Fear not artificial intelligence, says Microsoft-EY report
The report suggests that companies need to implement programmes to reskill their human capital for the changing business environment
The introduction and use of artificial intelligence (AI) in SA may be hampered by concerns around job losses but experts argue new prospects could be created by the same technology, says a new report by EY Africa.
“Currently, 54% of companies rate impact on personnel as the top business risk in implementing AI,” said the AI Maturity Study, which was commissioned by Microsoft and conducted by EY.
AI has to do with machines demonstrating intelligence normally displayed by humans such as learning and problem solving.
With SA’s official unemployment above 27%, fear of potential job losses has dominated discussion around AI in business.
“In a region where unemployment rates are high, the job market is highly unionised and true understanding of AI is low, employees have an inherent reservation towards scaled adoption of AI and significant amounts of education and change management will be required,” said the report, released on Monday.
To fight this “automation anxiety”, the report suggests that companies need to implement programmes to reskill their human capital for the changing business environment.
Microsoft SA’s managing director Lillian Barnard said: “I think we can take a cue from past major technological innovations like the invention of the telephone and the automobile.” There was a shift then and we should expect a shift now.
“It’s hard to predict what the future will bring. What we need is to focus our approach on providing the skills and training to ensure that we balance the equation. As much as we may perhaps lose jobs on one side, we can create new jobs on the other,” said Barnard.
Despite the concerns around jobs, EY Africa's lead on intelligent automation, Brian Lewkowicz, said: “There is a general sense of excitement around what tomorrow could bring.”
The transforming or augmenting of roles is an exciting possibility. In a connected future, for example, when your smart fridge forgets to order milk you could call a “smart home handy man” who understands connected devices and AI, said Lewkowicz.
Having survived the disruption brought by inventions such as the calculator, spreadsheets and cloud computing, accounting is a profession constantly having to adapt its role to new technology.
Sage Africa & Middle East director of accountants, partners and alliances, Avika Ramdhani, said: “Accountants operate in an increasingly technologically-driven environment.”
“Knowledge of data analysis, for example, might one day be a non-negotiable skill for accountants who need to meet changing client demands,” she said.
Sage’s own research has found that most accountants agree that traditional accountancy training is no longer adequate and skills taught through today’s programmes will not be enough to run a successful practice by 2030.

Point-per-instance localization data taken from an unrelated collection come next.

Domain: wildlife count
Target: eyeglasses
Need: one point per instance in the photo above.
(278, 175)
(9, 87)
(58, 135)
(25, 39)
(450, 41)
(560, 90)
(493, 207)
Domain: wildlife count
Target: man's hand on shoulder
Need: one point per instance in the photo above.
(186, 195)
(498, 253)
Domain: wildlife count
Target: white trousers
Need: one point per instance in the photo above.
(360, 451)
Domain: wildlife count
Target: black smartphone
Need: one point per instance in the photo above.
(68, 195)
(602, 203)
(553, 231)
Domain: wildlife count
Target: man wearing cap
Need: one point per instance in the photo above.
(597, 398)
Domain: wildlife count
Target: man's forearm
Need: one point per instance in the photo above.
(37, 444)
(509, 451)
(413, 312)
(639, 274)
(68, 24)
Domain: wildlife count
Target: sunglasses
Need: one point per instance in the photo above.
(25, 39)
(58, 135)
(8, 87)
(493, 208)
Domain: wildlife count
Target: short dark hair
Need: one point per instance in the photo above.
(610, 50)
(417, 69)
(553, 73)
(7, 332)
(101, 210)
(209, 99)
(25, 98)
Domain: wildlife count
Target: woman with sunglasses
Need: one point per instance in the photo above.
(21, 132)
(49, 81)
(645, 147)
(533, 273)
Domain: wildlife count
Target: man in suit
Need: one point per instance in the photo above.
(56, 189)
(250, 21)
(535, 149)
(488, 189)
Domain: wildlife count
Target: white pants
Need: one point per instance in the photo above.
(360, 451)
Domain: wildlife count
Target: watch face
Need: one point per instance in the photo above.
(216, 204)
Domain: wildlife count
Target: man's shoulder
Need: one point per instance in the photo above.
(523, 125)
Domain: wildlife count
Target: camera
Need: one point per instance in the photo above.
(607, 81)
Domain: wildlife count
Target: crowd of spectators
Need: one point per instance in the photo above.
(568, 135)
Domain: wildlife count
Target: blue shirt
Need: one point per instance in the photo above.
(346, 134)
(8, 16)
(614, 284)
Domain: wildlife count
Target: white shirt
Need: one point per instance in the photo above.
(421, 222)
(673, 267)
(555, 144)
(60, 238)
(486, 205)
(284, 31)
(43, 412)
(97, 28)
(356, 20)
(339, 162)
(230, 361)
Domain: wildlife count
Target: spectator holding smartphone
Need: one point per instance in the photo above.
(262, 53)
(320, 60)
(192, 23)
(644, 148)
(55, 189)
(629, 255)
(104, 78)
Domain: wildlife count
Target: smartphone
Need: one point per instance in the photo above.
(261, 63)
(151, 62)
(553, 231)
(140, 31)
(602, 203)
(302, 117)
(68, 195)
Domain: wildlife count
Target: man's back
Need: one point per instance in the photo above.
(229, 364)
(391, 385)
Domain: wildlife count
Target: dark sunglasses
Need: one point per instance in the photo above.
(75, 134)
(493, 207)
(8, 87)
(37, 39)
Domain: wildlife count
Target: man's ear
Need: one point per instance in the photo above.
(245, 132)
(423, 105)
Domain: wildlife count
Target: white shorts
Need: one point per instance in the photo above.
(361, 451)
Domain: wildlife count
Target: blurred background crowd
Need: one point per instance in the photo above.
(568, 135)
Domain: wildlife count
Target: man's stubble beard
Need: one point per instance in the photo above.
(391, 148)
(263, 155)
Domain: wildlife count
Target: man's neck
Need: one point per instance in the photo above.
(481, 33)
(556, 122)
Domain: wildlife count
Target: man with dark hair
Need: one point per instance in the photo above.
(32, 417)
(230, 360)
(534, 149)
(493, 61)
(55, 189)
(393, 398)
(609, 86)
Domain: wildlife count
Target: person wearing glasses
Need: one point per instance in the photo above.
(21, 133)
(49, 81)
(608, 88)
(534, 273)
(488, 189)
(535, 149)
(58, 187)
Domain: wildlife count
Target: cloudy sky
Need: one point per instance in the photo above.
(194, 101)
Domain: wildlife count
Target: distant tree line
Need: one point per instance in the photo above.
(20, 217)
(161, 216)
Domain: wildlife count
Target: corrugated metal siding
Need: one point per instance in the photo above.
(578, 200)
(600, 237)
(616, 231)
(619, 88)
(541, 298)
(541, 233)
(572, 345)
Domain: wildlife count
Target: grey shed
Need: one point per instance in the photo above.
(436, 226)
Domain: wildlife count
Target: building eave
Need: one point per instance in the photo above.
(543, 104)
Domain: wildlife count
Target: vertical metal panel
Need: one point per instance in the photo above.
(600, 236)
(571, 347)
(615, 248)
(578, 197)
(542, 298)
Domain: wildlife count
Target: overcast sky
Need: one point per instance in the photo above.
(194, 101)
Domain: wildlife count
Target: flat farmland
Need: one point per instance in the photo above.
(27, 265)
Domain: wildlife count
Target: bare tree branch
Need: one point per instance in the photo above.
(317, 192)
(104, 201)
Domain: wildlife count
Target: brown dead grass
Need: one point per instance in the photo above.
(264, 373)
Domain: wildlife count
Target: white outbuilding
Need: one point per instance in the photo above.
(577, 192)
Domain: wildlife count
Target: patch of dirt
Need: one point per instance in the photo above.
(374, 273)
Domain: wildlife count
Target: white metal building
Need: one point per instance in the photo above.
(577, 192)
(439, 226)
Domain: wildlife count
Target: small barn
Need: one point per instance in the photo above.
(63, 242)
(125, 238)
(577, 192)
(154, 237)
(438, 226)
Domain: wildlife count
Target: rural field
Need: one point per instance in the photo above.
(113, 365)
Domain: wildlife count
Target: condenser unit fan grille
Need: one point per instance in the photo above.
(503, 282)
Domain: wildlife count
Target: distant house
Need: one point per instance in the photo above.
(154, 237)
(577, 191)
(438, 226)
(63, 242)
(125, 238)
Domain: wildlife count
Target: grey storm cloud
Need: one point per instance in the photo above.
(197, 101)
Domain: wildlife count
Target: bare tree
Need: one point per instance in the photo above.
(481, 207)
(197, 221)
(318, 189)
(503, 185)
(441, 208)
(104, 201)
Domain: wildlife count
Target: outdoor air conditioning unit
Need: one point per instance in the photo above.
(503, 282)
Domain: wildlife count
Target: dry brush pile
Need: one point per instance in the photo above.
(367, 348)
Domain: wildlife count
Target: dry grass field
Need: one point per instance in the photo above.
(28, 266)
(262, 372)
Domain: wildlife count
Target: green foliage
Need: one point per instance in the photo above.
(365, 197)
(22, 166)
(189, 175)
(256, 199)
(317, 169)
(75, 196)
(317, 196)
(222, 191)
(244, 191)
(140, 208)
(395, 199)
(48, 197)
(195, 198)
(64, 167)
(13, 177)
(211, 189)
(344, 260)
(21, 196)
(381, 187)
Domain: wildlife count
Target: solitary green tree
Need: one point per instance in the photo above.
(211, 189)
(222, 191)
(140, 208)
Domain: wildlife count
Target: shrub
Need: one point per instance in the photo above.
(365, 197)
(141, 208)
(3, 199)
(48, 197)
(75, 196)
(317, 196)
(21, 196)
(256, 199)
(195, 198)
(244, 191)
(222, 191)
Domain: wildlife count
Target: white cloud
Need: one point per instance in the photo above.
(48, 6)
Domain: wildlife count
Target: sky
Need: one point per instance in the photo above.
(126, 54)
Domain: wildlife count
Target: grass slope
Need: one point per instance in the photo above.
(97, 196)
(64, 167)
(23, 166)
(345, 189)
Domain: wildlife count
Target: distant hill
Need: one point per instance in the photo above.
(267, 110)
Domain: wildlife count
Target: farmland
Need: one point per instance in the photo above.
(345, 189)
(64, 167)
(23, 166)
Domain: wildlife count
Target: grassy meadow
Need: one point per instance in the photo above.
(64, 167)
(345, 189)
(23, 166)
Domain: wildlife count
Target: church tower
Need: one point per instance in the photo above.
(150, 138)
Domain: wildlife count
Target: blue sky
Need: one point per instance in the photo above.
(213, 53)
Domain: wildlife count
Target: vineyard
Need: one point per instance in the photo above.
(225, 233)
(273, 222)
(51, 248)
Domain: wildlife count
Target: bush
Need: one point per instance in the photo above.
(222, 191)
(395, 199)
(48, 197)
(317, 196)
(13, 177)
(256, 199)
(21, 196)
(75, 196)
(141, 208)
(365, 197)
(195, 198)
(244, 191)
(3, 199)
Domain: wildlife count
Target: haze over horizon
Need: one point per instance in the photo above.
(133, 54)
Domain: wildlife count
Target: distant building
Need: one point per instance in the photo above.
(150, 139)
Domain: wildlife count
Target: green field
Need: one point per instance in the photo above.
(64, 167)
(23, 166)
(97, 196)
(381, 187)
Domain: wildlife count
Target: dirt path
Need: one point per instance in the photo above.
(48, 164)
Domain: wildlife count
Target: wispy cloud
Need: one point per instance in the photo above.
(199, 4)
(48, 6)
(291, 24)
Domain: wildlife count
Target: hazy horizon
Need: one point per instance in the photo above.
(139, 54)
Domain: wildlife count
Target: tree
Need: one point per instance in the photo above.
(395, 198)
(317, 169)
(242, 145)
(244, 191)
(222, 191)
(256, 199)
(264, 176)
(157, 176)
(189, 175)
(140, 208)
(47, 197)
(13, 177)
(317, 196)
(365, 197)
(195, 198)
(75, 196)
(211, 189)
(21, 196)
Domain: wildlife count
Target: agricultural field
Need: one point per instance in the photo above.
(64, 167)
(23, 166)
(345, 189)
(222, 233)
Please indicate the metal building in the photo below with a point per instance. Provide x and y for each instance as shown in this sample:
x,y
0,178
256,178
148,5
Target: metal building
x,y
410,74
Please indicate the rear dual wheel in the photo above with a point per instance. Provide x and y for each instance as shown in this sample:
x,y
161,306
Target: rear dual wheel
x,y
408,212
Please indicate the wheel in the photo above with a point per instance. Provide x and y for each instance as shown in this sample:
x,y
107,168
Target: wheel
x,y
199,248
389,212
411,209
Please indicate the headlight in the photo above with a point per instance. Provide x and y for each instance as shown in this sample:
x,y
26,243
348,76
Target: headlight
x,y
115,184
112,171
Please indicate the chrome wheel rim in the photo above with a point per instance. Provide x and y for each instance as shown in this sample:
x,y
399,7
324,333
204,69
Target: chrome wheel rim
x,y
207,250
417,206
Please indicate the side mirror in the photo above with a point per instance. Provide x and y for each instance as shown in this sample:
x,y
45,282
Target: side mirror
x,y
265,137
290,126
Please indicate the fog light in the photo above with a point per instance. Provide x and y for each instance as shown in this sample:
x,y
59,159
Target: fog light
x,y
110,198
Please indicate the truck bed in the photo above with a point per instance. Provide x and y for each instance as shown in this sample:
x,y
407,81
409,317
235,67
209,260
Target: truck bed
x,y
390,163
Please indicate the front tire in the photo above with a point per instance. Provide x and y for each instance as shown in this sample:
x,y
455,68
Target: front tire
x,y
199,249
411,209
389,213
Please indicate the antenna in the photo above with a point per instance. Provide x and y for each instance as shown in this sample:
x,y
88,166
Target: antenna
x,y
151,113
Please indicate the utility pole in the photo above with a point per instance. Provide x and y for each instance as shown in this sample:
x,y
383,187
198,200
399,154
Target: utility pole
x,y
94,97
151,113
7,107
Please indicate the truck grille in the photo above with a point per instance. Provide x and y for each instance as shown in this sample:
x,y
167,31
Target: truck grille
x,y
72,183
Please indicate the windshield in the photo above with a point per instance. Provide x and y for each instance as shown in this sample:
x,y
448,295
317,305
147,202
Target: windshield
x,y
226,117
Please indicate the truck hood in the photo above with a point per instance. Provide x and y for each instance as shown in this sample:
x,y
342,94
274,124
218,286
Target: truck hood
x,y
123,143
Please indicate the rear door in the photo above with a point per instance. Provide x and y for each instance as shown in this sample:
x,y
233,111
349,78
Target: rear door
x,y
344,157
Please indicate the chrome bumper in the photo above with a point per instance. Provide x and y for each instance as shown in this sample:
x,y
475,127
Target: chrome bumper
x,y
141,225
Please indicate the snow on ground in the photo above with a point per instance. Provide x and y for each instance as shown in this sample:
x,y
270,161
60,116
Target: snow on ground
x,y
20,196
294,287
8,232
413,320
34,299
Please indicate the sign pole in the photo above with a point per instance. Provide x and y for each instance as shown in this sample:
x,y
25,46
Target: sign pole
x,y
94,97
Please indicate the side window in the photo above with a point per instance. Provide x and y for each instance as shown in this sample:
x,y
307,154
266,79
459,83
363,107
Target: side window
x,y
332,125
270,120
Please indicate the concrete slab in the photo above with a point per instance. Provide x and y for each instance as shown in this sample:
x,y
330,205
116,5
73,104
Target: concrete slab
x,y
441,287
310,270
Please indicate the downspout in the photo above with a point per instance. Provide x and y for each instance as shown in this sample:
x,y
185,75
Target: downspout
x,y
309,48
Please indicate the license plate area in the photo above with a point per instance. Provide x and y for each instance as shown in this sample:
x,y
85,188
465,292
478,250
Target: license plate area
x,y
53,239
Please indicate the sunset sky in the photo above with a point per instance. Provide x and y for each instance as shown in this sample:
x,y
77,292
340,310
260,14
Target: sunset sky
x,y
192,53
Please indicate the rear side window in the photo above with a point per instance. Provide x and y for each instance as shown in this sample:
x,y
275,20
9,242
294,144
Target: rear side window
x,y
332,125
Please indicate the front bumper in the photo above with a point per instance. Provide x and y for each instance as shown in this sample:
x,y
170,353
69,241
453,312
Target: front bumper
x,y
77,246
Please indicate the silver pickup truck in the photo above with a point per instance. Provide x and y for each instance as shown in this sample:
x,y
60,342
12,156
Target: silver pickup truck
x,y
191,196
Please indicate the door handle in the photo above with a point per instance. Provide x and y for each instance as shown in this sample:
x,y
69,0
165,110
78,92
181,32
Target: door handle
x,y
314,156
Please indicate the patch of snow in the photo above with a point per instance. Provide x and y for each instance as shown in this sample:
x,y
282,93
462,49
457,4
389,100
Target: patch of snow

“If you don’t yet have a formal training and upskilling plan in place for you and your team, consider implementing one as soon as possible,” said Ramdhani.
The Microsoft-EY study looked at the planned adoption and use of AI in companies and was based on surveys, interviews and case studies from 112 companies across the Middle East and Africa.
The study found that SA, together with the United Arab Emirates and Turkey, was one of the top three countries in the region investing in AI in the past decade with $1.6bn (about R23.7bn) spent.
Ultimately, employees need to understand that AI is predominantly an enabling capability that enhances productivity and reduces the amount of time spent on menial tasks in order for them to embrace the application of AI and realise the benefits, the report said.
Each organisation and industry had its own view about the business opportunities and uses, said Lewkowicz.